# PyTorch Introduction

Goal takeways:
- Automatic differentiation is a powerful tool
- PyTorch implements common function used in deep learning
- Data Processing with PyTorch DataSet
- Mixed Presision Training in PyTorch

In [3]:
import numpy as np
import torch

torch.manual_seed(446)
np.random.seed(446)

## Tensors and relation to numpy

By this point, we have worked with numpy quite a bit. PyTorch's building block, the `tensor` is similar to numpy's `ndarray`.

In [6]:
# we create tensors in a similar way to numpy nd arrays
x_numpy = np.array([0.1, 0.2, 0.3])
x_torch = torch.tensor([0.1, 0.2, 0.3])
print('x_numpy, x_torch')
print(x_numpy, x_torch)
print()

# to and from numpy, pytorch
print('to and from numpy and pytorch')
print(torch.from_numpy(x_numpy), x_torch.numpy())
print()

# we can do basic operations like +-*/
y_numpy = np.array([3, 4, 5.])
y_torch = torch.tensor([3, 4, 5])
print('x + y')
print(x_numpy + y_numpy, x_torch + y_torch)
print()

# many functions that are in numpy are also in pytorch
print("norm")
print(np.linalg.norm(x_numpy), torch.norm(x_torch))
print()

# to apply an operation along a dimension,
# we use the dim keyword argument instead of axis
print('mean along the 0th dimension')
x_numpy = np.array([[1, 2.], [3, 4.]])
x_torch = torch.tensor([[1, 2.], [3, 4.]])
print(np.mean(x_numpy, axis=0), torch.mean(x_torch, dim=0))

x_numpy, x_torch
[0.1 0.2 0.3] tensor([0.1000, 0.2000, 0.3000])

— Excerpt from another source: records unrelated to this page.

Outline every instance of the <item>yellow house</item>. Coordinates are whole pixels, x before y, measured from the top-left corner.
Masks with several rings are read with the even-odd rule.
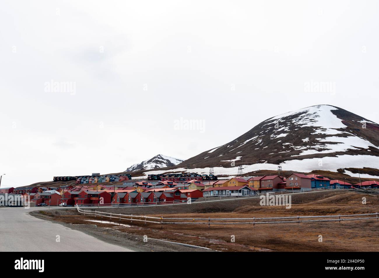
[[[228,186],[228,180],[218,180],[213,184],[213,187],[223,187],[224,186]]]
[[[194,182],[193,182],[191,184],[188,185],[188,187],[189,190],[190,189],[198,189],[200,191],[204,190],[205,188],[205,186],[203,183],[195,183]]]
[[[103,186],[102,185],[101,185],[98,184],[96,185],[96,186],[94,186],[94,185],[93,186],[93,188],[94,190],[97,191],[98,190],[101,190],[102,187]]]
[[[253,177],[247,180],[249,187],[254,187],[256,189],[259,189],[259,185],[260,183],[260,179],[266,177],[264,175],[262,177]]]
[[[223,186],[239,186],[241,185],[247,185],[248,183],[243,179],[241,178],[232,178],[228,180],[227,183],[224,183]]]
[[[141,187],[141,186],[137,186],[135,188],[137,192],[143,192],[145,191],[146,188]]]
[[[217,182],[218,180],[209,180],[204,182],[204,189],[207,189],[207,188],[209,188],[210,187],[214,187],[214,184]]]

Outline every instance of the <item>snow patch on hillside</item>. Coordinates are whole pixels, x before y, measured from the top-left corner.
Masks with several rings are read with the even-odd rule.
[[[322,166],[319,166],[320,160],[321,160]],[[337,172],[337,169],[345,168],[346,165],[352,168],[363,168],[363,167],[376,168],[379,165],[379,157],[373,155],[351,155],[344,154],[337,155],[335,157],[327,157],[322,158],[307,158],[303,160],[288,160],[280,163],[284,171],[293,171],[298,172],[309,172],[314,170]],[[268,163],[256,163],[252,165],[243,165],[244,172],[260,170],[271,170],[276,171],[278,165]],[[215,167],[213,169],[215,175],[235,175],[238,172],[238,167]],[[194,168],[187,169],[185,168],[177,168],[173,169],[173,171],[181,171],[182,172],[197,172],[199,174],[208,173],[209,168]],[[149,171],[146,174],[162,174],[166,170]],[[348,172],[345,172],[346,174]],[[358,174],[349,172],[348,174],[351,177],[358,177]],[[362,177],[362,175],[361,176]],[[379,178],[376,176],[365,174],[365,177]]]

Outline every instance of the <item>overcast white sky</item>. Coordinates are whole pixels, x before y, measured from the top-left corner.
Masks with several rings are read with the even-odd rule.
[[[377,1],[0,7],[2,187],[188,158],[316,104],[379,122]],[[52,79],[75,92],[49,91]],[[306,92],[321,82],[330,92]],[[178,130],[181,118],[204,126]]]

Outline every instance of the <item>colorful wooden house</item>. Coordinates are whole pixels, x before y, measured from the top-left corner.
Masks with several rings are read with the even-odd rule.
[[[285,189],[287,190],[309,189],[312,188],[311,178],[303,174],[293,173],[286,179]]]
[[[348,182],[346,182],[345,180],[332,180],[330,181],[330,186],[334,189],[339,189],[344,188],[345,189],[349,189],[349,188],[354,188],[352,185]]]
[[[307,175],[311,179],[311,186],[312,188],[329,188],[330,180],[321,175],[310,174]]]
[[[357,188],[377,188],[379,182],[368,180],[357,183],[354,186]]]
[[[228,180],[228,183],[224,183],[223,186],[240,186],[247,185],[248,184],[247,181],[241,178],[232,178]]]
[[[245,196],[254,195],[258,189],[247,185],[210,187],[202,191],[205,197],[220,196]]]
[[[247,180],[247,182],[249,183],[249,187],[254,187],[255,189],[259,189],[259,186],[260,186],[260,180],[265,177],[266,177],[266,176],[252,177],[250,178]]]

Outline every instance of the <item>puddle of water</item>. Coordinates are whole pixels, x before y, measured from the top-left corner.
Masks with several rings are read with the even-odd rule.
[[[112,222],[110,221],[105,221],[105,220],[85,220],[85,221],[89,221],[91,222],[96,222],[98,223],[103,223],[103,224],[113,224],[117,226],[123,226],[124,227],[128,227],[129,228],[132,227],[130,225],[127,225],[126,224],[121,224],[121,223],[117,223],[116,222]]]

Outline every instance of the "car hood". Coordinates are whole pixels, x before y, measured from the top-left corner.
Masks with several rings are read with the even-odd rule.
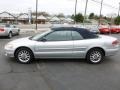
[[[111,41],[111,40],[117,40],[117,38],[107,35],[99,35],[99,37],[103,40]]]

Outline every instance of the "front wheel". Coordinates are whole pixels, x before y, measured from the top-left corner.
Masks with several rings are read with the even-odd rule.
[[[9,32],[8,38],[12,38],[12,32]]]
[[[104,54],[100,49],[91,49],[86,56],[87,62],[92,64],[98,64],[103,61]]]
[[[20,48],[15,52],[15,58],[18,62],[27,64],[34,59],[34,55],[30,49]]]

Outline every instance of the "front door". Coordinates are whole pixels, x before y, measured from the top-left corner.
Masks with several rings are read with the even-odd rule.
[[[72,31],[53,31],[37,41],[35,46],[38,58],[70,58],[73,55]]]

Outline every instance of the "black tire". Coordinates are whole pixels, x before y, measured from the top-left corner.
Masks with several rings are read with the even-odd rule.
[[[103,59],[104,59],[104,53],[99,48],[94,48],[94,49],[89,50],[86,55],[87,62],[91,64],[101,63]]]
[[[17,35],[20,35],[20,30],[18,30],[18,33],[17,33]]]
[[[12,32],[9,32],[8,38],[12,38]]]
[[[23,53],[23,55],[22,55],[22,53]],[[32,51],[28,48],[19,48],[15,52],[15,58],[18,62],[20,62],[22,64],[28,64],[33,61],[34,55],[33,55]]]

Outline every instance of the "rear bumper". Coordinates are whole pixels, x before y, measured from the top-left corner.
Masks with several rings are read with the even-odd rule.
[[[0,36],[8,36],[7,32],[0,32]]]
[[[117,54],[119,52],[119,50],[120,50],[119,48],[107,49],[105,56],[113,56],[113,55]]]
[[[7,57],[14,57],[14,51],[12,51],[12,50],[5,50],[5,56],[7,56]]]

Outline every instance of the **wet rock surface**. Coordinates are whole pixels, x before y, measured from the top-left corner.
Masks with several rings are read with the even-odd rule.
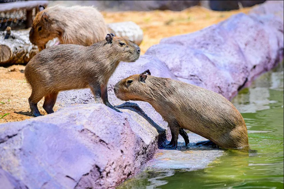
[[[192,133],[188,135],[190,143],[187,146],[180,137],[177,150],[160,148],[146,167],[164,170],[193,170],[204,168],[223,154],[223,151],[221,149],[195,145],[197,142],[207,140],[205,138]]]
[[[115,97],[117,81],[149,69],[153,76],[197,85],[230,99],[279,62],[283,20],[255,12],[239,14],[194,33],[164,39],[136,62],[121,63],[108,93],[122,113],[93,103],[89,89],[73,90],[60,93],[57,103],[68,107],[54,113],[0,125],[4,171],[0,175],[4,175],[0,183],[12,180],[13,186],[13,180],[21,180],[30,188],[114,188],[139,171],[170,137],[167,123],[150,104]],[[84,104],[72,105],[78,103]],[[160,149],[148,165],[201,168],[221,155],[221,150],[195,145],[204,138],[189,137],[189,147],[183,147],[182,140],[180,150]],[[174,160],[164,158],[177,155],[180,158]]]

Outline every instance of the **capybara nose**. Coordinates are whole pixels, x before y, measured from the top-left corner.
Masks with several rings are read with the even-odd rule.
[[[137,52],[139,53],[139,54],[140,54],[140,48],[137,46],[137,47],[136,48],[136,49],[137,50]]]

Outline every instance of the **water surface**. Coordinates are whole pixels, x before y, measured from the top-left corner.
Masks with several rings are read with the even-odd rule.
[[[192,171],[148,168],[119,188],[283,188],[283,101],[282,63],[232,101],[245,119],[250,147],[257,153],[225,150],[206,168]]]

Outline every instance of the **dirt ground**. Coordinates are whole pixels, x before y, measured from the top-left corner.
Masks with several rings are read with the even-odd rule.
[[[142,54],[162,38],[197,31],[250,9],[226,12],[213,11],[198,6],[181,11],[154,11],[148,12],[103,12],[107,23],[132,21],[144,32],[140,45]],[[0,123],[20,121],[32,117],[28,102],[31,90],[24,75],[25,66],[0,67]],[[43,99],[38,104],[43,114]],[[57,109],[56,104],[54,110]]]

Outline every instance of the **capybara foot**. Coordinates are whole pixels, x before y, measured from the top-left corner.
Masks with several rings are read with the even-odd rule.
[[[196,145],[201,145],[202,146],[216,146],[216,144],[211,141],[204,141],[196,143],[195,144]]]
[[[180,128],[179,133],[183,138],[185,142],[185,146],[186,146],[189,143],[189,139],[188,139],[188,135],[187,135],[187,133],[184,129],[182,128]]]
[[[109,107],[109,108],[112,108],[113,110],[115,110],[117,112],[121,112],[121,111],[120,110],[119,110],[117,108],[115,108],[109,102],[107,102],[106,103],[106,105],[107,105],[107,106],[108,107]]]
[[[33,113],[33,115],[34,116],[34,117],[38,117],[42,115],[40,113],[33,113],[32,112],[32,113]]]
[[[168,144],[166,145],[165,146],[165,148],[172,148],[173,149],[176,149],[177,147],[177,141],[176,142],[173,142],[172,144]]]
[[[119,110],[117,108],[115,108],[114,107],[112,109],[114,110],[115,110],[115,111],[116,111],[118,112],[120,112],[121,113],[122,113],[122,112],[121,111],[120,111],[120,110]]]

to and from numpy and pytorch
tensor([0.1000, 0.2000, 0.3000], dtype=torch.float64) [0.1 0.2 0.3]

x + y
[3.1 4.2 5.3] tensor([3.1000, 4.2000, 5.3000])

norm
0.37416573867739417 tensor(0.3742)

mean along the 0th dimension
[2. 3.] tensor([2., 3.])


## `Tensor.view`
We can use the `Tensor.view()` function to reshape tensors similarly to `numpy.reshape()`

It can also automatically calculate the correct dimension of `a - 1` is passed in. This is useful if we are working with
batches, but the batch size is unknown.

In [7]:
# MNIST
N, C, W, H = 10000, 3, 28, 28
X = torch.randn((N, C, W, H))

print(X.shape)
print(X.view(N, C, 784).shape)
print(X.view(-1, C, 784).shape)  # automatically choose the 0th dimension

torch.Size([10000, 3, 28, 28])
torch.Size([10000, 3, 784])
torch.Size([10000, 3, 784])


## Broadcasting Semantics
Two tensors are "Broadcastable" if the following rules hold:
- Each tensor has at least one dimension
- When iterating over the dimension sizes, starting at the trailing dimension, the dimension sizes must either be equal,
one of them is 1, or one of them does not exist.

In [9]:
# PyTorch operations support NumPy Broadcasting Semantics
x = torch.empty(5, 1, 4, 1)
y = torch.empty(3, 1, 1)
print((x + y).size())

torch.Size([5, 3, 4, 1])


## Computation graphs

What's special about PyTorch's `tensor` object is that it implicitly creates a computation graph in the background. A
computation graph is a way of writing a mathematical expression as a graph. There is an algorithm to compute the gradients
of all the variable of a computation graph in time on the same order it is to compute the function itself.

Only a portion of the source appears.